Dutch FGR rules revisited: new definition and optional opt-out proposed
Consultation launched on revised FGR rules, aiming to reduce uncertainty and unintended tax consequences for (PE) funds.
On 15 December 2025, the Dutch Ministry of Finance published a new legislative proposal for consultation regarding the fund for mutual account (fonds voor gemene rekening; FGR) definition. This is highly relevant for the (PE) Funds sector, as it impacts the Dutch entity classification rules for Dutch and foreign entities.
Background
The Dutch entity tax qualification rules were substantially reformed as of 1 January 2025 to reduce hybrid mismatches by aligning the tax treatment of Dutch and foreign entities and partnerships (e.g., CVs and foreign LPs). Under the new regime, most Dutch and non-Dutch partnerships are tax-transparent unless they qualify as non-transparent FGR, a category of collective investment vehicle treated as tax-opaque for Dutch corporate income tax purposes.

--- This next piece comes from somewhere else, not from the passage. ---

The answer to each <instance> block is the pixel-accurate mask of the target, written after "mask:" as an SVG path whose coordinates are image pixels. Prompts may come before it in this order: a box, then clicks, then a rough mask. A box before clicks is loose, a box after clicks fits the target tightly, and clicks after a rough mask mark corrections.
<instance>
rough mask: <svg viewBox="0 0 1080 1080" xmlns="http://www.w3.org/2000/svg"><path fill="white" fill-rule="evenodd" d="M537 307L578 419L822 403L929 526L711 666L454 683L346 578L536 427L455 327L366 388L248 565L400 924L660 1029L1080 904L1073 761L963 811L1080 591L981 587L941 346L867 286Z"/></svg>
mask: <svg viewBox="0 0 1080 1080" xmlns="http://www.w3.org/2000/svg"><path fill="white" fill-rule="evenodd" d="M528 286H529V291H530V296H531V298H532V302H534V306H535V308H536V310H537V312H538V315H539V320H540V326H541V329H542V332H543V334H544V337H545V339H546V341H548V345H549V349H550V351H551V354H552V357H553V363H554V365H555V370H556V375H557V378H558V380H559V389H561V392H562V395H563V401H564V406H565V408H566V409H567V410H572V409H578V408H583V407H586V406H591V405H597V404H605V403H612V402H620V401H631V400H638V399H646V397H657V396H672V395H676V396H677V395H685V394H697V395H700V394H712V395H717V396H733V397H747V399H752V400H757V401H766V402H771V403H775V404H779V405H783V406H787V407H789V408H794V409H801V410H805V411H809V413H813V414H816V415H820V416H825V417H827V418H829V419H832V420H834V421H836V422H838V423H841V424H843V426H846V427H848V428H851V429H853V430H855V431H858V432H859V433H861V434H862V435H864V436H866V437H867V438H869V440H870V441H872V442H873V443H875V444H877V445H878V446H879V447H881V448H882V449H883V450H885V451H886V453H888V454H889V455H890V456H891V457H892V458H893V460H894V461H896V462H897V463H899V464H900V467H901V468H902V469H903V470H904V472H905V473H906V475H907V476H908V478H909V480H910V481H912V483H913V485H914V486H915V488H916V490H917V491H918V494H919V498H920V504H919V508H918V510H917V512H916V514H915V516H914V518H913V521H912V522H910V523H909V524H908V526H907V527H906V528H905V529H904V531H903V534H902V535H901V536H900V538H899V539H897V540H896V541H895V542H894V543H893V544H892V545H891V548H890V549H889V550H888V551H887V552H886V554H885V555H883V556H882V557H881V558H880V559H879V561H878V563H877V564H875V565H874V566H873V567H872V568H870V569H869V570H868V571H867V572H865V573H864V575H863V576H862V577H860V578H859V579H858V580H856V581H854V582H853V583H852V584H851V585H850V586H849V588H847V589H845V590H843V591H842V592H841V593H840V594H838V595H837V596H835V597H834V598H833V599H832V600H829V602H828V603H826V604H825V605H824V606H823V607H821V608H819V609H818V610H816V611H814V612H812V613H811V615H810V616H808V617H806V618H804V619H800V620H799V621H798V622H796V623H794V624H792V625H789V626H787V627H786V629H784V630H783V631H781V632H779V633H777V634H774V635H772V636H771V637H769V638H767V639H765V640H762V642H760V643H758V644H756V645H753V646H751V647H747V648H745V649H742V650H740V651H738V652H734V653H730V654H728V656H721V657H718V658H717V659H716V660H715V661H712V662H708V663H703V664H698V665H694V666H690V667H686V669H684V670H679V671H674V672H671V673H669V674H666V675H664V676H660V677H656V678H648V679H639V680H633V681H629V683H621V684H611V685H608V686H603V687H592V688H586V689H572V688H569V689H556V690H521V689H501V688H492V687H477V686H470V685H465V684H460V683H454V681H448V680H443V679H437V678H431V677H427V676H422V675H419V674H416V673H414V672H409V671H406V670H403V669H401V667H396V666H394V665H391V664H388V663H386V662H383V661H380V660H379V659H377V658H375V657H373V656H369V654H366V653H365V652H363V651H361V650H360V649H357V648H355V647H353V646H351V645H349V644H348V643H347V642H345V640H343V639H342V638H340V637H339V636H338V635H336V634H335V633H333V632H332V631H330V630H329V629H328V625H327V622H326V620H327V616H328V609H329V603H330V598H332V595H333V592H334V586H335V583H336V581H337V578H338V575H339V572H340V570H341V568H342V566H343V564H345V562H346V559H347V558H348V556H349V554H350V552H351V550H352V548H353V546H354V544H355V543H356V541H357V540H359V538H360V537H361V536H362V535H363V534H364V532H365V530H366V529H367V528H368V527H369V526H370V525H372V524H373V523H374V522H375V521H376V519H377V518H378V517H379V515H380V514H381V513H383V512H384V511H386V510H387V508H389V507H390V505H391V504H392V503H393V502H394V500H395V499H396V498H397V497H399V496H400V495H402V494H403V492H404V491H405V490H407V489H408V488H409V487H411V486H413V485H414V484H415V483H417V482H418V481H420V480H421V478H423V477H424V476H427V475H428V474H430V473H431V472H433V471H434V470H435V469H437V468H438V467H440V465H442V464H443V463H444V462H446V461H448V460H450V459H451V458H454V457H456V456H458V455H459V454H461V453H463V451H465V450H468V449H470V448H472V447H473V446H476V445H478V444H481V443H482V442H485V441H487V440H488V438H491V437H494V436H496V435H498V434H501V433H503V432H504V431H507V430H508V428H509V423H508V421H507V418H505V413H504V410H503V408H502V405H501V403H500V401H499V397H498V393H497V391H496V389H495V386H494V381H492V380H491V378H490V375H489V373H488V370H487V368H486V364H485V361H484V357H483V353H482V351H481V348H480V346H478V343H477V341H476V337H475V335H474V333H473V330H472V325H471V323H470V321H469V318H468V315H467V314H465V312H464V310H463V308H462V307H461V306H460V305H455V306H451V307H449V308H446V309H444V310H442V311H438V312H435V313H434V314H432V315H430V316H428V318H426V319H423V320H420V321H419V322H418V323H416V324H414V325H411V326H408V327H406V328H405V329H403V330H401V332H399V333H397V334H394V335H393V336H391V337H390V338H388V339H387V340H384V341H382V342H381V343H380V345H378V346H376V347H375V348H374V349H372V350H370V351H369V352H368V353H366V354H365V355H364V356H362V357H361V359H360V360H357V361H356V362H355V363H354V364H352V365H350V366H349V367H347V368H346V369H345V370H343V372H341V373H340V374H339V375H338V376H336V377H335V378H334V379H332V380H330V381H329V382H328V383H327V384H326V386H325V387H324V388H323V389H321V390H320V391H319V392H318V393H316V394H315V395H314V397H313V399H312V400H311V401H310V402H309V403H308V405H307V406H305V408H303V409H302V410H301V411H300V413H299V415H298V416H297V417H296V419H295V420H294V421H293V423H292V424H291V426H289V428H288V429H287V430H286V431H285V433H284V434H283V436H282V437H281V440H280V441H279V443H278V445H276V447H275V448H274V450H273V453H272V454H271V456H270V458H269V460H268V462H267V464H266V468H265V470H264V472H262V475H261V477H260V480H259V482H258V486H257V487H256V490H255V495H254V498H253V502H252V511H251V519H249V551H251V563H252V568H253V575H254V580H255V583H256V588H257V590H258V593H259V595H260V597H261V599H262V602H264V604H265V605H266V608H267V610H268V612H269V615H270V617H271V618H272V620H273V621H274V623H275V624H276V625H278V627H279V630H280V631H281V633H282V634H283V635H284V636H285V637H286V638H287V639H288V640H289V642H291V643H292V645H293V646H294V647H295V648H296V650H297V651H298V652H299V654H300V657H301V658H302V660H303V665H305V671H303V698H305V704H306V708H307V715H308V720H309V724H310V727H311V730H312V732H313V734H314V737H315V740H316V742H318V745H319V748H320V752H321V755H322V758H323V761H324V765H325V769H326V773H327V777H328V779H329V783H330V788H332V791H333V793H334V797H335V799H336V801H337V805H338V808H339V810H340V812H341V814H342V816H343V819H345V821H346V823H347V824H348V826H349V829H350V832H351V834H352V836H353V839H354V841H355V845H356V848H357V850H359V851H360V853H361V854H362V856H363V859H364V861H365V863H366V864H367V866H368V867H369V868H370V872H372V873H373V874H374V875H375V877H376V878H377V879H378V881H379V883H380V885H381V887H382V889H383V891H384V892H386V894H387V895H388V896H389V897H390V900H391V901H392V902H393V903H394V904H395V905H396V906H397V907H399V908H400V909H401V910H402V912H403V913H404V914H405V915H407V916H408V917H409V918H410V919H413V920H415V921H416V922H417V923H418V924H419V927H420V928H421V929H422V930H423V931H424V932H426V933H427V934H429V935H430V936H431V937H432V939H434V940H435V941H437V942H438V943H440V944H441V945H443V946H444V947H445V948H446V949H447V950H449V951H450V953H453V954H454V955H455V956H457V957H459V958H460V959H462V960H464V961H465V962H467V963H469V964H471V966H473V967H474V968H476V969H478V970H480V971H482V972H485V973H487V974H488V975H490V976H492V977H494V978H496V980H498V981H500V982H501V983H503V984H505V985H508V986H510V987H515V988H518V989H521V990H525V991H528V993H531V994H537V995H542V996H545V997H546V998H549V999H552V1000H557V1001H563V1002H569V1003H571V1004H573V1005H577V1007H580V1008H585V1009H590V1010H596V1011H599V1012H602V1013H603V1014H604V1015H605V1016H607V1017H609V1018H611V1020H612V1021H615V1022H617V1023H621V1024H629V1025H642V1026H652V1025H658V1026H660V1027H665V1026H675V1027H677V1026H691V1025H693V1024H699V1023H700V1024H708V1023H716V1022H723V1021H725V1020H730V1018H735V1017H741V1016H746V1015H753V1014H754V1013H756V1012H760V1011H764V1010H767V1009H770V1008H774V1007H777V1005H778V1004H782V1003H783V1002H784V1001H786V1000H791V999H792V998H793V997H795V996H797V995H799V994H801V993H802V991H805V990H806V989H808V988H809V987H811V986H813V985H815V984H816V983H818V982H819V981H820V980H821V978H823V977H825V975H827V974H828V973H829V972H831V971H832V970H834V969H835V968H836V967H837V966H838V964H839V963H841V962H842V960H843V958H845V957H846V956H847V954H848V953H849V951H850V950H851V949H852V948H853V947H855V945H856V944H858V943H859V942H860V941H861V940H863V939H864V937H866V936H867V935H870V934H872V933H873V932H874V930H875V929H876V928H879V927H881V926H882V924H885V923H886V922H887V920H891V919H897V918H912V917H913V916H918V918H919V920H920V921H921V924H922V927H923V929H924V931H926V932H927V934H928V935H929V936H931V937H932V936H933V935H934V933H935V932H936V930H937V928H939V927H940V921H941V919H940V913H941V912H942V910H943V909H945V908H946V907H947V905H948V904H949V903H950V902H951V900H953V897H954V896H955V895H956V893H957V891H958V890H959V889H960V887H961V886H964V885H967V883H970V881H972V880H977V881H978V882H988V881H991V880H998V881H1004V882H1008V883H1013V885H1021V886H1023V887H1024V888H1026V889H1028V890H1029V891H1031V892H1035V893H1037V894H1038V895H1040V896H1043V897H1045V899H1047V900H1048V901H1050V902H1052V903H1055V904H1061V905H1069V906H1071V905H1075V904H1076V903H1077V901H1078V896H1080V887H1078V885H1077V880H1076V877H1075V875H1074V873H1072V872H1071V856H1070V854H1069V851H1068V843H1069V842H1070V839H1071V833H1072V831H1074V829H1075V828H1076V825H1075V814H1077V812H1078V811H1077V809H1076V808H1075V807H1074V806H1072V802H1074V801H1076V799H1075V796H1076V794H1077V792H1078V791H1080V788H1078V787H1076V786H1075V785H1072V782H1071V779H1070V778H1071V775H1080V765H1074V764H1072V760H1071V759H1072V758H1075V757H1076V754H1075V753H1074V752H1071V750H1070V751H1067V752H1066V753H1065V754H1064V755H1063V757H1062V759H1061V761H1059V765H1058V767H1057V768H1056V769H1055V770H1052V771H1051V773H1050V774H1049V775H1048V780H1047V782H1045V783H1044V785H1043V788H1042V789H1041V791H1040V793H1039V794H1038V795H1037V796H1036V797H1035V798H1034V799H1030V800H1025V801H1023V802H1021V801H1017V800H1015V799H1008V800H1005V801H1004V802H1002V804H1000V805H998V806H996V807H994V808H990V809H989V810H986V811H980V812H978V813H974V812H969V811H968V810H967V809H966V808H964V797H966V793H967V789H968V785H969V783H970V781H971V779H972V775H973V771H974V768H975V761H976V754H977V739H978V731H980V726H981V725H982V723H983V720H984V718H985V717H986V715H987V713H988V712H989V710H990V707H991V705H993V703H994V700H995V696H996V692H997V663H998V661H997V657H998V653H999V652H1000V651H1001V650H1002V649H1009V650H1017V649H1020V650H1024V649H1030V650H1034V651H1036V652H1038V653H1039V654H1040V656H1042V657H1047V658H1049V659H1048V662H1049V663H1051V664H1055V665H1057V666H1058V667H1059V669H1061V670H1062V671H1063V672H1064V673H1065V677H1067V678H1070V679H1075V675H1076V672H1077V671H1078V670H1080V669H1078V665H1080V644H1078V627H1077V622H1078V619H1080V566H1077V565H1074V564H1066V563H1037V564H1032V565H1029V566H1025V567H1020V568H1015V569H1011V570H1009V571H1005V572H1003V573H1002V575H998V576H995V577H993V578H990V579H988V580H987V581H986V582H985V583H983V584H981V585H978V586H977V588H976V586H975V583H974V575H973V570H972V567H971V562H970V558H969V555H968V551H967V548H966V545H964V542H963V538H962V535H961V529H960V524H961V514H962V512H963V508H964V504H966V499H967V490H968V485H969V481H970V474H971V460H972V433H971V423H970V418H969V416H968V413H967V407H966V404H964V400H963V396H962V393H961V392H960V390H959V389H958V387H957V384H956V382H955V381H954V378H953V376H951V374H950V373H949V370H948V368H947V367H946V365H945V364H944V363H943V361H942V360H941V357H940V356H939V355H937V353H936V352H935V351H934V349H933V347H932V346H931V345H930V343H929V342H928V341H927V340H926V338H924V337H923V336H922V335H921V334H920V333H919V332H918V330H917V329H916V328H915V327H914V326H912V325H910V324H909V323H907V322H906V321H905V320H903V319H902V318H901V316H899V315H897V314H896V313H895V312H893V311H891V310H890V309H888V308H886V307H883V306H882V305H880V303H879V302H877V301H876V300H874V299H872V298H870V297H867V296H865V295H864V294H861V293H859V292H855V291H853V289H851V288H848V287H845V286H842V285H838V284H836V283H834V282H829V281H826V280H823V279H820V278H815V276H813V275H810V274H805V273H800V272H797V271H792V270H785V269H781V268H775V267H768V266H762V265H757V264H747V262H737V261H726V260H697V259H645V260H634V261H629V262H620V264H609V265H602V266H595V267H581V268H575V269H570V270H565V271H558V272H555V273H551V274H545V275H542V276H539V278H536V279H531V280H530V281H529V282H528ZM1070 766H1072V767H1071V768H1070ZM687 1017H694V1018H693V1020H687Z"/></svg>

However, the expanded definition of FGR has raised practical challenges because many entities that were previously transparent (including partnerships and certain investment vehicles) now risk unfamiliar non-transparent treatment. This has created significant uncertainties and unintended tax consequences in cross-border structures, particularly where foreign entities or funds could unexpectedly fall within the FGR scope.
In response to these issues, the Dutch Ministry of Finance now published a new legislative proposal including a new FGR definition and an opt-out mechanism.
New FGR definition and opt-out mechanism
The core elements of this legislative proposal are as follows:
Revised FGR definition
The proposal adjusts the FGR definition by modifying how the regime references the Dutch Financial Supervision Act (Wft). Instead of the current broader references to “investment fund” concepts, it now aligns more directly with established Wft definitions such as “investment institutions” and “ICBE”. The aim hereof is to reduce ambiguity, especially for foreign funds.
Opt-out mechanism
The draft introduces an optional opt-out regime under which certain funds with a restricted investor base can request not to be treated as an FGR for Dutch tax purposes, provided they meet the following specific conditions and supply the required information in time:
- maximum of twenty attributable participants (ongoing test)
- Provision of relevant information about participants to the tax authorities
- The opt-out mechanism may be applied only once per fund.
Tax consequences of opt-out
- Upon opting out, if the fund was non-transparent before opting out, the fund becomes tax transparent. In such case, the fund is subject to Dutch corporate income tax in respect of unrealised capital gains (no roll-over facilities available).
- If the opt-out subsequently ends, for example because the conditions are no longer met, the fund becomes subject to corporate income tax. Assets appear on the tax balance sheet for fair market value.
Practical remarks and next steps
- The consultation runs through 2 February 2026. After review of responses, the Ministry will decide whether and how to submit the draft to the Dutch Parliament.
- Legislative enactment (if adopted) is expected to occur no earlier than 1 January 2027.
- In the interim, existing transitional measures and grandfathering options continue to provide relief for entities caught by the current FGR definition (see also our previous updates (see also our previous Update and Q&A).
- It is important to assess (i) the fund classifications in existing and new structures under these proposed rules and (ii) whether conditions for the opt-out mechanism are met.